BISNISMARKET.COM - Kementerian Kesehatan Republik Indonesia (Kemenkes RI) kini tengah menghadapi tantangan signifikan terkait cadangan sumber daya manusia kesehatan, khususnya para dokter. Tantangan ini berpusat pada penumpukan lulusan Fakultas Kedokteran (FK) yang belum dapat segera memberikan pelayanan langsung kepada masyarakat.
Permasalahan utama yang menghambat pergerakan ribuan dokter baru ini adalah proses uji kompetensi yang wajib mereka lalui. Proses ini merupakan tahapan krusial yang harus diselesaikan sebelum mereka diizinkan untuk praktik secara resmi di Indonesia.
Kegagalan dalam melewati uji kompetensi ini berdampak langsung pada penerbitan Surat Tanda Registrasi (STR), dokumen esensial yang menjadi izin praktik seorang dokter. Tanpa STR, seorang lulusan kedokteran tidak memiliki legalitas untuk melayani pasien.
Kondisi ini menimbulkan kekhawatiran besar bagi pemerintah mengenai ketersediaan dokter di masa depan. Penundaan ini berpotensi menciptakan defisit tenaga medis, terutama di daerah-daerah yang sudah kekurangan dokter.
Dilansir dari TREN.BISNISMARKET.COM, pemerintah perlu segera mencari solusi konkret terkait permasalahan teknis dalam pelaksanaan uji kompetensi ini. Penumpukan ini menunjukkan adanya hambatan struktural yang menghalangi pemanfaatan potensi dokter baru.
Kendala dalam uji kompetensi ini menjadi fokus perhatian karena menghambat fungsi utama lulusan FK, yaitu memberikan pelayanan kesehatan yang dibutuhkan publik. Proses yang seharusnya menjadi jaminan kualitas kini justru menjadi penghalang utama.
"Kementerian menemukan adanya penumpukan lulusan Fakultas Kedokteran (FK) yang belum bisa segera memberikan pelayanan kesehatan kepada masyarakat," demikian ditemukan dalam analisis situasi Kementerian Kesehatan RI.
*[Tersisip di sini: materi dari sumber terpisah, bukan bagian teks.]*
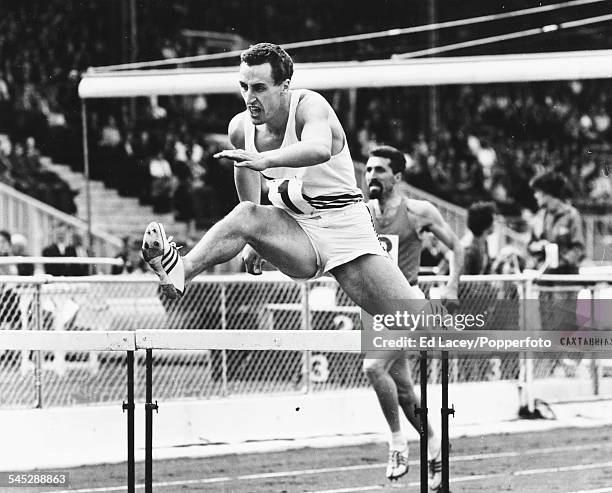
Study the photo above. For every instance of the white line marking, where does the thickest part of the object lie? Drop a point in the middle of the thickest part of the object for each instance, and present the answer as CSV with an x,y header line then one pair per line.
x,y
578,467
361,467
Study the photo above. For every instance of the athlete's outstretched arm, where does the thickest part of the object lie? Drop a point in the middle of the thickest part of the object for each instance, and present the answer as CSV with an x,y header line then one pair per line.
x,y
248,181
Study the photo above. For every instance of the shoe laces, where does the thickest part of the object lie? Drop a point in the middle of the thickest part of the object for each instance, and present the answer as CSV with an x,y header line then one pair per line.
x,y
396,457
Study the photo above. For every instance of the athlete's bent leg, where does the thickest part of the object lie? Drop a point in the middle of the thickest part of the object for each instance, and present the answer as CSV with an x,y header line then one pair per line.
x,y
377,285
407,398
274,234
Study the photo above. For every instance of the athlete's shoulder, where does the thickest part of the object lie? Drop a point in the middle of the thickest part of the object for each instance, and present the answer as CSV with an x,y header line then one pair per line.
x,y
310,99
235,130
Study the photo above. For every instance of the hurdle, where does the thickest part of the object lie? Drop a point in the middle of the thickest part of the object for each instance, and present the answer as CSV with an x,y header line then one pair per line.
x,y
302,340
85,341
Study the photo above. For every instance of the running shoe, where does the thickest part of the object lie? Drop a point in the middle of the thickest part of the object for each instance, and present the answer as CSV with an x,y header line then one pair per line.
x,y
398,463
161,253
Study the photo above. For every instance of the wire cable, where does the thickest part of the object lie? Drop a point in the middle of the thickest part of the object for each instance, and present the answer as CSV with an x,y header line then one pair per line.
x,y
353,37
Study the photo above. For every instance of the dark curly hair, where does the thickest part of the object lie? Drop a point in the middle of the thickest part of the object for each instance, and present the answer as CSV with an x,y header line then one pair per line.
x,y
279,59
397,160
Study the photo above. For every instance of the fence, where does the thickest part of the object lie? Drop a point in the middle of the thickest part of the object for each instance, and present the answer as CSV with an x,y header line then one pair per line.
x,y
37,220
102,303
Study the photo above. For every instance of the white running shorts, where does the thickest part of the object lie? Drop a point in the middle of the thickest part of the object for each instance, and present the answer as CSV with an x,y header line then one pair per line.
x,y
339,236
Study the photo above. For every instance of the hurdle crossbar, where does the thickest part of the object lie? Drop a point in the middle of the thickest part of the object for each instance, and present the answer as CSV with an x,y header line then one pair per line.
x,y
67,340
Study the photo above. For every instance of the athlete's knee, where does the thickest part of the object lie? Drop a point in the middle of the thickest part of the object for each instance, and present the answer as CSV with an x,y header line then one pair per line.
x,y
247,215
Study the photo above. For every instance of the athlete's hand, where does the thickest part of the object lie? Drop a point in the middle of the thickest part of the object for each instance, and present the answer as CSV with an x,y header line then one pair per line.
x,y
252,260
243,159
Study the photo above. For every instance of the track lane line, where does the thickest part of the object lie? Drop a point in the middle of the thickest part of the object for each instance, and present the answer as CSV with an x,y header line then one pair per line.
x,y
299,472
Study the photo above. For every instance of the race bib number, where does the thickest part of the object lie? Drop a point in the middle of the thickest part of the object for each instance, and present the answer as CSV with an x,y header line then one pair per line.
x,y
287,194
391,244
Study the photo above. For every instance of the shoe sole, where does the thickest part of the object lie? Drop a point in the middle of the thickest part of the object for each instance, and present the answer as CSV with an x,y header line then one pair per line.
x,y
157,235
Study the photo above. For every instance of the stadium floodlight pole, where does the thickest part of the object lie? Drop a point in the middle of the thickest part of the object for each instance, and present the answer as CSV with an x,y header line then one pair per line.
x,y
150,406
422,413
446,411
86,170
129,406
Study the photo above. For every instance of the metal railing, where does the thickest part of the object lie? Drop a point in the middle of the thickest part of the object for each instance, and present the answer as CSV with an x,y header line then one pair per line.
x,y
20,213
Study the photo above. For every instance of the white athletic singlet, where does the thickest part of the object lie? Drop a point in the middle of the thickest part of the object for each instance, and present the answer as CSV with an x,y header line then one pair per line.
x,y
310,189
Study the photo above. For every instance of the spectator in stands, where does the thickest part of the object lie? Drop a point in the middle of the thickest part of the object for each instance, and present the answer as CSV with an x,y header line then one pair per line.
x,y
480,223
110,153
556,222
133,263
61,247
20,249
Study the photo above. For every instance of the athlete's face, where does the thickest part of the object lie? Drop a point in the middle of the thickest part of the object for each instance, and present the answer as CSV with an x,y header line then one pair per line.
x,y
380,177
262,97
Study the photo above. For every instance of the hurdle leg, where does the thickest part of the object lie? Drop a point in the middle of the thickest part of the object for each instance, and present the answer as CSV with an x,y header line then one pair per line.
x,y
422,413
446,411
129,407
149,407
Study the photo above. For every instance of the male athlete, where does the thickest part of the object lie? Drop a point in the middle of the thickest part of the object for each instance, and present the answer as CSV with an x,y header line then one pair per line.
x,y
317,223
395,214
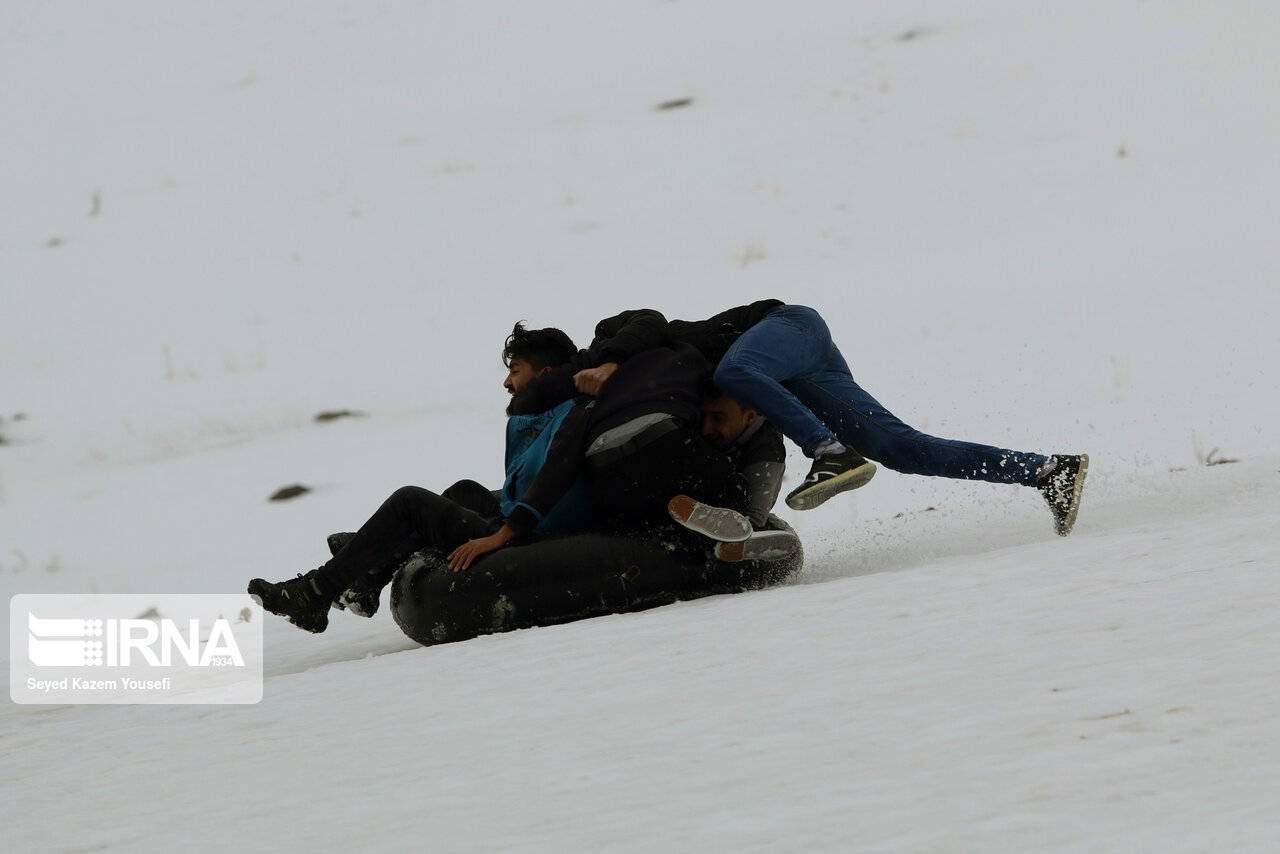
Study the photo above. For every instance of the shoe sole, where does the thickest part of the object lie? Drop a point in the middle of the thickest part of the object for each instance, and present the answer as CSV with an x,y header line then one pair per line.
x,y
821,492
762,546
1074,507
713,523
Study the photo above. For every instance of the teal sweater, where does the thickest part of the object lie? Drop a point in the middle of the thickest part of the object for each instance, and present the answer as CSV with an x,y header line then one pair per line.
x,y
529,438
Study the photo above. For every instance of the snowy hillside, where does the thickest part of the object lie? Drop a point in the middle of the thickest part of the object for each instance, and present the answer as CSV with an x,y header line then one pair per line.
x,y
1042,228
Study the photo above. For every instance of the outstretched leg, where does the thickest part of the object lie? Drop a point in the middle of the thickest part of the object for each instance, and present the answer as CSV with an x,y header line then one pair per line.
x,y
789,369
411,519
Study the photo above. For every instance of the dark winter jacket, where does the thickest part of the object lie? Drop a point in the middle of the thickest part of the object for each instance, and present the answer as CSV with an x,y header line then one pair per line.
x,y
714,336
661,379
617,339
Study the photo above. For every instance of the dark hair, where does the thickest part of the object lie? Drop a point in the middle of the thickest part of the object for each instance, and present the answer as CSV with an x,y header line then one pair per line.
x,y
539,347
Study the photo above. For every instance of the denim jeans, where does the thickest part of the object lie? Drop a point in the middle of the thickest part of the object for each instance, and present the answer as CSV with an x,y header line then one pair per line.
x,y
787,369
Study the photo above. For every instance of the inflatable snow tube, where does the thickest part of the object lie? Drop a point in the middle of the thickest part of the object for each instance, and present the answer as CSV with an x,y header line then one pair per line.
x,y
563,579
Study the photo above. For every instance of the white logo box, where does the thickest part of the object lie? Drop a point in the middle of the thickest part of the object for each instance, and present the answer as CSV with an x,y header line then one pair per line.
x,y
135,648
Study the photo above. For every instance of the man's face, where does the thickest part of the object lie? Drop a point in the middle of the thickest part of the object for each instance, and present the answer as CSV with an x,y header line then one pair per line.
x,y
723,420
519,373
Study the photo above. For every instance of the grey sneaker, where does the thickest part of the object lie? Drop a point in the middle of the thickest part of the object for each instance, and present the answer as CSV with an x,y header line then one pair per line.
x,y
831,474
720,524
1061,482
760,546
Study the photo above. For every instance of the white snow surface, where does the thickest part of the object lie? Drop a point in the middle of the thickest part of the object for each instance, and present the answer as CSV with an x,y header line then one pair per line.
x,y
1047,227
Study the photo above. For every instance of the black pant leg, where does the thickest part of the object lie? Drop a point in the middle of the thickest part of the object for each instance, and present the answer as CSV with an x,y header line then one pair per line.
x,y
411,519
636,488
474,497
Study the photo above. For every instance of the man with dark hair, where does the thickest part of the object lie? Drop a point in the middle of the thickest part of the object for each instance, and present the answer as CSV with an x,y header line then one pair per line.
x,y
412,517
752,444
639,443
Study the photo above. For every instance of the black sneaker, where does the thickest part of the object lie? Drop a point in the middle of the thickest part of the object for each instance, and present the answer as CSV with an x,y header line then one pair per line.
x,y
1061,482
297,599
760,546
720,524
831,474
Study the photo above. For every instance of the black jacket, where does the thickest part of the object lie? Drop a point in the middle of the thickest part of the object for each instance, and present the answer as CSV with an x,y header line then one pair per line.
x,y
714,336
617,339
661,379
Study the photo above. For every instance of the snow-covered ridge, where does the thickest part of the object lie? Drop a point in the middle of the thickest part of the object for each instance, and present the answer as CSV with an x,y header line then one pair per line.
x,y
1046,229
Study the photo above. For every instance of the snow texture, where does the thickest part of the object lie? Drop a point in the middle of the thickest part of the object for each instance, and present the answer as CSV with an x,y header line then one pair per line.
x,y
1048,227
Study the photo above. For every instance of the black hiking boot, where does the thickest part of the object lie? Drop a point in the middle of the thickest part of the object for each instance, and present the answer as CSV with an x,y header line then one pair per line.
x,y
720,524
300,601
1061,482
831,474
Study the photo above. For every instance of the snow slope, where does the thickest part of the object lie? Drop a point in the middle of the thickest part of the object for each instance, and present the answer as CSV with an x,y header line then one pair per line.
x,y
1038,227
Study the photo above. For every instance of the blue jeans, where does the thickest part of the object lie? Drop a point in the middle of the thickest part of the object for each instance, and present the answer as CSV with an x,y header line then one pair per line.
x,y
787,369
Lebih lanjut, kendala dalam proses uji kompetensi ini menjadi penyebab utama mengapa ribuan dokter baru belum mendapatkan izin praktik resmi. "Permasalahan utama yang menghambat ribuan dokter baru ini untuk mengabdi adalah kendala dalam proses uji kompetensi yang harus mereka lalui," sebut sumber tersebut.
Proses tersebut memang ditetapkan sebagai syarat mutlak yang tidak bisa ditawar sebelum penerbitan STR. "Proses ini merupakan syarat mutlak sebelum seorang lulusan diizinkan untuk mendapatkan Surat Tanda Registrasi (STR) dan praktik secara resmi," jelas analisis internal mengenai regulasi praktik kedokteran.